Training faster-rcnn on multiple gpus on single node

smadan · October 4, 2019, 2:36am

I am getting started with torch, and trying to understand the object detection support in it using https://pytorch.org/tutorials/intermediate/torchvision_tutorial.html

I am having trouble paralleilizing the faster-rcnn model. I get the following error when running train_one_epoch in engine.py,

RuntimeError: chunk expects at least a 1-dimensional tensor (chunk at /pytorch/aten/src/ATen/native/TensorShape.cpp:188)

What am I doing wrong?

I parallelized using the following,

backbone = torchvision.models.resnet50(pretrained=True) # commented out torch.flatten
backbone.avgpool = torch.nn.Identity()
backbone.fc = torch.nn.Identity()
backbone.out_channels = 2048

model = FasterRCNN(backbone=backbone,
rpn_anchor_generator=anchor_generator,
box_roi_pool=roi_align,
num_classes=81)

device = torch.device(“cuda”) if torch.cuda.is_available() else torch.device(“cpu”)
model.to(device)
parallel_model = torch.nn.DataParallel(model) # need to first freeze batch norm

Debugging with pdb seems to suggest that it is trying to scatter “image_id” in the target dictionary.
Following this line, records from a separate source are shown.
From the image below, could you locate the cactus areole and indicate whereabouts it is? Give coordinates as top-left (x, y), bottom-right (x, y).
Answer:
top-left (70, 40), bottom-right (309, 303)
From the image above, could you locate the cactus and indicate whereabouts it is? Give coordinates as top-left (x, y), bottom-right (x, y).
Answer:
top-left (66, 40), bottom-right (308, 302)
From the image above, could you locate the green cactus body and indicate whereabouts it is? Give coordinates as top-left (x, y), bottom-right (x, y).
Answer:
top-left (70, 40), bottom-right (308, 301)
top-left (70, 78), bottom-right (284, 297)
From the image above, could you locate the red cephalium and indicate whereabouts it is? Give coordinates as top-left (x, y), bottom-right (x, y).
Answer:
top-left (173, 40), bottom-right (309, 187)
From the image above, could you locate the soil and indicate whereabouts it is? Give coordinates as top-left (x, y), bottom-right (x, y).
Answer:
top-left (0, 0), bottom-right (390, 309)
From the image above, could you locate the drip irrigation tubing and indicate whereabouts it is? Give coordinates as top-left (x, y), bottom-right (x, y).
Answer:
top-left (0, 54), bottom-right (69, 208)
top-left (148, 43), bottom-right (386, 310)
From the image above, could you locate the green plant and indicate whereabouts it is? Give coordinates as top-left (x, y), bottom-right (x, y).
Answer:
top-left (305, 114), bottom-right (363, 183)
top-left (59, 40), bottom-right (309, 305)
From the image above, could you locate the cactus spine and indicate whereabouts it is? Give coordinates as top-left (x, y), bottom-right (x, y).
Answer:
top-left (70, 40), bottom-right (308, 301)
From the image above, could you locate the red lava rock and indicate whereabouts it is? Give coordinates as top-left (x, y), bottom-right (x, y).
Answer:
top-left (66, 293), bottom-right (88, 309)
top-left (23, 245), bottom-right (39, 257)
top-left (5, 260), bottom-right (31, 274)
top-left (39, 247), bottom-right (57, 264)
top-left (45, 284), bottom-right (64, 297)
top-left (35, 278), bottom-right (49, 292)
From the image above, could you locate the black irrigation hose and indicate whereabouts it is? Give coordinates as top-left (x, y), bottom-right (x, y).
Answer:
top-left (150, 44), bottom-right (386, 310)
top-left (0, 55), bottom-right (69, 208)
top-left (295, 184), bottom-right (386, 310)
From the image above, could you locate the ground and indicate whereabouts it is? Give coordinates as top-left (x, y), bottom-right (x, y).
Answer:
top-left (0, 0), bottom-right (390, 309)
I thought I was applying torch.nn.DataParallel in the wrong place, so looked at https://github.com/pytorch/vision/blob/master/references/detection/train.py, but it seems fine.

I also unsuccessfully tried using torch.nn.parallel.DistributedDataParallel in the following way,
torch.distributed.init_process_group(backend=‘nccl’, world_size=1, rank=0)
parallel_model = torch.nn.parallel.DistributedDataParallel(model, device_ids=[0])
python3 -m torch.distributed.launch --nproc_per_node=1 --use_env train_faster_rcnn.py

ptrblck · October 4, 2019, 8:22pm

Could you post the shapes of the data you are passing to the model after wrapping it in nn.DataParallel?

smadan · October 4, 2019, 8:58pm

On line 27 in “train_one_epoch” in “engine.py”, just after,

“for images, targets in metric_logger.log_every(data_loader, print_freq, header):”

(Pdb) p type(images)
<class ‘tuple’>
(Pdb) p type(targets)
<class ‘tuple’>
(Pdb) p images[0].shape
torch.Size([3, 640, 426])
(Pdb) p images[1].shape
torch.Size([3, 427, 640])
(Pdb) p type(targets[0])
<class ‘dict’>
(Pdb) p targets[0].keys()
dict_keys([‘boxes’, ‘labels’, ‘image_id’, ‘area’, ‘iscrowd’])
(Pdb) p targets[0][‘boxes’]
tensor([[ 2.8600, 0.0000, 426.0000, 640.0000],
[122.5200, 2.1600, 412.2500, 395.6800],
[113.8600, 346.6700, 225.6200, 386.8300]])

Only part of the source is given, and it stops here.